The almost certain approval of a US defense budget that will provide assistance to Ukraine, including lethal arms, while restricting US-Russian contacts and the EU’s moves toward a five billion US dollar Marshall Plan aid package for Kyiv represent a partial remake of the Western strategy that hastened the end of the USSR, Igor Yakovenko says.
And while these efforts are smaller than either the US defense buildup against the Soviets or the Marshall Plan, they will have an equivalent impact because “Putin’s Russia is much smaller than the USSR, and its confrontation with the US will not last 43 years or even eight,” the Russian analyst says.

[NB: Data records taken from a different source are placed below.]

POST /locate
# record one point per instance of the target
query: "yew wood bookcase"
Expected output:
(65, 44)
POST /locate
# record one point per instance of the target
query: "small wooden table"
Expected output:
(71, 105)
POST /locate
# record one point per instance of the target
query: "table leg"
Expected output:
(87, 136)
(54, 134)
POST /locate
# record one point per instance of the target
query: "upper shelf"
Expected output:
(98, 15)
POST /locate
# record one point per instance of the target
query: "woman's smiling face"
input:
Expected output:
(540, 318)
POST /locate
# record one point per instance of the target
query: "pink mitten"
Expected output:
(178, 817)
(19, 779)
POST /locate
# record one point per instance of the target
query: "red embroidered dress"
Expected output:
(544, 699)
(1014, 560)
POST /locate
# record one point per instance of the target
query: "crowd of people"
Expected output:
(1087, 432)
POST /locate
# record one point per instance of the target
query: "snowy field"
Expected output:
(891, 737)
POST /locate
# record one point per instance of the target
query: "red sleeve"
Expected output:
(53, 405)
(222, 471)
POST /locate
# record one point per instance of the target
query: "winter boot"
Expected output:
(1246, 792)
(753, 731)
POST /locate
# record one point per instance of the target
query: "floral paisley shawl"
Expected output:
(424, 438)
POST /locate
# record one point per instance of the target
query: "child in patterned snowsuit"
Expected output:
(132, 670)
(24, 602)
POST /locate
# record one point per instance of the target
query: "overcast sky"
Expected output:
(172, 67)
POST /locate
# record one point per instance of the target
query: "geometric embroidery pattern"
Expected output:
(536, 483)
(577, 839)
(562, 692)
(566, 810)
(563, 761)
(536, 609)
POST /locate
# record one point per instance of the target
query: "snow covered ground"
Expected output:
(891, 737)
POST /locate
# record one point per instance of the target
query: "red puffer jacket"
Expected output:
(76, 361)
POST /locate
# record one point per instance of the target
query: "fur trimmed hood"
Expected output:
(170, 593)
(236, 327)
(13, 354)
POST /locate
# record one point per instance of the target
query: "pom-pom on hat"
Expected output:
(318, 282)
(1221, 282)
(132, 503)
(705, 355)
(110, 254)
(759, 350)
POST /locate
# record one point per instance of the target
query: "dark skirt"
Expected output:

In response to the American plans, Moscow announced that it would adopt “an instant and mirror-like response.” But the best it could come up with was a plan to ban US broadcasting in Russia until it was discovered that there isn’t any US government broadcasting in Russia and the only US company with a presence is CNN, which is hardly a friend of Donald Trump’s.
The Marshall Plan not only restored the economies of those countries in Europe which did not have communists in them – a requirement for aid – but also provided, despite the Iron Curtain, an unfavorable comparison for Soviet citizens who could contrast the well-being of Western citizens with the empty shelves of stores in their country.
“The second mortal blow on the USSR,” Yakovenko continues, “was the Strategic Defense Initiative, known as ‘Star Wars,’ which Reagan announced in 1983.” The Soviet leadership tried feverishly to find a response but wasn’t able to – and eight years later the USSR was dead.
Analogies and post hoc ergo propter hoc arguments are always something of a problem, the Moscow commentator concedes. But “nevertheless,” they are suggestive in this case, especially since the Russian economy today is less than 10 percent of the American one, and the entire Russian government budget equals “less than 40 percent” of the US defense budget alone.
“In real life,” Yakovenko says, such “miracles” don’t happen.